Doctors say statins, the most widely prescribed type of cholesterol-lowering drugs, have prevented millions of heart attacks and saved countless lives. But a new study published in the 'Journal of the American College of Cardiology' found that these meds, including Lipitor, may also counteract the benefits of exercise, the other tried-and-true way to boost cardiac health.
Researchers started a small group of overweight, sedentary adults at risk of developing high cholesterol or blood pressure on a 12-week aerobic program. They also put half of the patients on simvastatin, sold commercially as Zocor. By the study's end, the exercise-only group's VO2 Max, a measure of aerobic fitness, had increased 10 percent, while the group also taking simvastatin had only seen a 1.5 percent improvement.
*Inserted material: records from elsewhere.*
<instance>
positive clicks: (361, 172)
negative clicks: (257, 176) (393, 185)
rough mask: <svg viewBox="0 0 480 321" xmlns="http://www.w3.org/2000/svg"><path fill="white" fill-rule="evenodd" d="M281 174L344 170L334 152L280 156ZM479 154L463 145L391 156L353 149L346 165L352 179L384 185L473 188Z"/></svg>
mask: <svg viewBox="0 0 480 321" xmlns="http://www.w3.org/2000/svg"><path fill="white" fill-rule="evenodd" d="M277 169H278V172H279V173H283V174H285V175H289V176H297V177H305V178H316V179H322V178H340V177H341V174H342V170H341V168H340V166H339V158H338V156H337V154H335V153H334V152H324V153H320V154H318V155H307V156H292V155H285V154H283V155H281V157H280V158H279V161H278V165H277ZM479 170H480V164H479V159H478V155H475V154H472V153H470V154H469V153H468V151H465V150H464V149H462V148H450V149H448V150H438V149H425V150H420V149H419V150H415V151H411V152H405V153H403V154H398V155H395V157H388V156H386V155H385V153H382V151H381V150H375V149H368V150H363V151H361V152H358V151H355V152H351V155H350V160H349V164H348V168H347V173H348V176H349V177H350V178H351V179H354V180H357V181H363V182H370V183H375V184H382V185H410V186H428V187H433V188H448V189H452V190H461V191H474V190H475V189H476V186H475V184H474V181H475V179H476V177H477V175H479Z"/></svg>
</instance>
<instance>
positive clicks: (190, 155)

The statin users' muscle function also decreased 4.5 percent while the first group's shot up 13 percent.
"Our research suggests that statins block exercise's ability to increase mitochondria, which are the powerhouses of the cell and where oxygen is consumed and converted to energy so that muscles can contract," explains senior study author John Thyfault, professor of nutrition and exercise physiology at the University of Missouri. "Typically, exercise increases mitochondrial content in muscle, which allows for improved fitness."
And improving fitness is clutch, says Thyfault. "For disease and mortality risk, the literature is increasingly clear that fitness is the most important measure, not cholesterol or other single risk factors," he says.
If that's the case, then these findings seem to create a conundrum. Should someone on statins not bother exercising? Should a person with disease risk factors or a family history of health ailments skip the statins and hit the treadmill instead?
According to Thyfault, the answers aren't cut and dry. Statins may have blunted the patients' mitochondrial production and aerobic capacity, but that doesn't mean they blackballed all benefits of exercise. The group experiencing decreased aerobic rewards for their workouts was still burning calories.
"I would not take these results to mean that everyone should stop exercising if taking statins," says Dr. Christine Lawless, co-chair of the American College of Cardiology's Council on Sports and Exercise Cardiology. "Just because statins hindered mitochondria production, we can't say exercise's benefits were totally negated. The positive effects on the heart and longevity could still be there, as well as how much better people can feel after exercising."
Lawless points out that this research focused on just a small group of people and that the medical community considers statins to be extraordinarily safe. Lawless actually believes statins are under-prescribed, given the amount of evidence showing they're helpful.
Still, Thyfault feels people shouldn't be overly eager to take statins like Torvast, Crestor, and Lipostat: "I would suggest that people be cautious if their cholesterol is not high or even borderline."